Moving on. Sadly, I never completely connected with Lexi and that’s unfortunate. There were too many unexplained happenstances (in that Mary Sue way) that bothered me and I found my suspension of disbelief was too taxed here for me to just give in. I had too many plot relevant questions that upon finishing the book, still hadn’t been answered and while I know not everything is answered in the first book of a series, they do usually serve to set the stage in a more cogent & coherent way. This book just tossed things out and kept moving. Admittedly, it made for a page turner but the questions & logic niggles just kept stacking up.
It was also very clear from the first that Cole was going to become “the love interest”. I can deal with telegraphing but I do still need the character to have some kind of depth and personality. For the life of me, I’ve no idea who Cole is other than “the love interest”. I can see, in a way, why Lexi, his charge, would fall for him. He saves her life, he’s in a position of protector and authority, he’s more knowledgeable about this hell hole she’s been banished to and he’s the only other human contact she has when this sets off. Why he falls for her so quickly and completely is a conundrum. The whole romance angle fell completely flat for me and I felt none of the angst that I know I was supposed to. Here’s the thing about insta-love: There are instances where it can work for me but only after I’ve been given time and reason enough to care a lot for the characters (or even one of them). If I’ve not got that, then they can proclaim from the first page to the last and it’ll still feel empty for me. Lexi and Cole had all of the proclamations and none of the feels.

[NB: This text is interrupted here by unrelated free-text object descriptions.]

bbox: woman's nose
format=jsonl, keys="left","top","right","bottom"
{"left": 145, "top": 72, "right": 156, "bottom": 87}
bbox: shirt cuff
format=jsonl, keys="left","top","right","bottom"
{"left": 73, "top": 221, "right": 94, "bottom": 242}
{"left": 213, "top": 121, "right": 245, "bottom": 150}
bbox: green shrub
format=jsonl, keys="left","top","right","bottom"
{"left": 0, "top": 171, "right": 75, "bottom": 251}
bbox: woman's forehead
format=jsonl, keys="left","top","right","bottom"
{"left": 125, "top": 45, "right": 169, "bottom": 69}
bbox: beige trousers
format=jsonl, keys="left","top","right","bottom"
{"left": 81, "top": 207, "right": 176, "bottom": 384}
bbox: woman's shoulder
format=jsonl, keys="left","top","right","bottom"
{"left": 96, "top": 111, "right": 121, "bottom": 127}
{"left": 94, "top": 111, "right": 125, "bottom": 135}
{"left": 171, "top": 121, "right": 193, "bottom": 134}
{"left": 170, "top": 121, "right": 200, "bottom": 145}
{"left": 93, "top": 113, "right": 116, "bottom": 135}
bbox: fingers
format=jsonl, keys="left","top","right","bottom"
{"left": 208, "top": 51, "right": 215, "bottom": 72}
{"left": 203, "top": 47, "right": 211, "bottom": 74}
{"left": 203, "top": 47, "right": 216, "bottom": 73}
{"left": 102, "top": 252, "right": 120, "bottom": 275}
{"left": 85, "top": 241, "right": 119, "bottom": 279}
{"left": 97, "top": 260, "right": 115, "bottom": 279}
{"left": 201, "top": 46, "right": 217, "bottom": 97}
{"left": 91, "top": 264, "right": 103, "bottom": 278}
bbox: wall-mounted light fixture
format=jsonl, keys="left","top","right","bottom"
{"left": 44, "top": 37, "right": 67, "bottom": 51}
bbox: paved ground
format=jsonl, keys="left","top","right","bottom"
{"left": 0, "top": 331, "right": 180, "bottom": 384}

On the upside, the descriptions of The Hole & the harrowing things going on were vivid and well done. I think the violence was well done (not a simple thing to pull off) and it was grim and grisly without feeling gratuitous. The action scenes in the second half of the book & especially near the end seemed well done even if I thought it was a little too easy for the mains. I do wish more had been done with the reveal of the Commander (because I’d figured out who it likely was fairly early on) and his fate while well tied off, felt a bit rushed given all that build up. This book is definitely a case of, I came for the characters but stayed for the environs. For me, these instances were the story’s strengths and really held my interest and made me want to know more. Hopefully, there will be more explanation in subsequent books about WWV and how society turned into what is laid out here.
I wouldn’t recommend this to anyone looking for deeply rendered characters but I would recommend this to anyone looking for a fast paced (only in the second half, really), harder edged weekend read. I was given a free copy of this book by the publisher, to read in exchange for my honest review.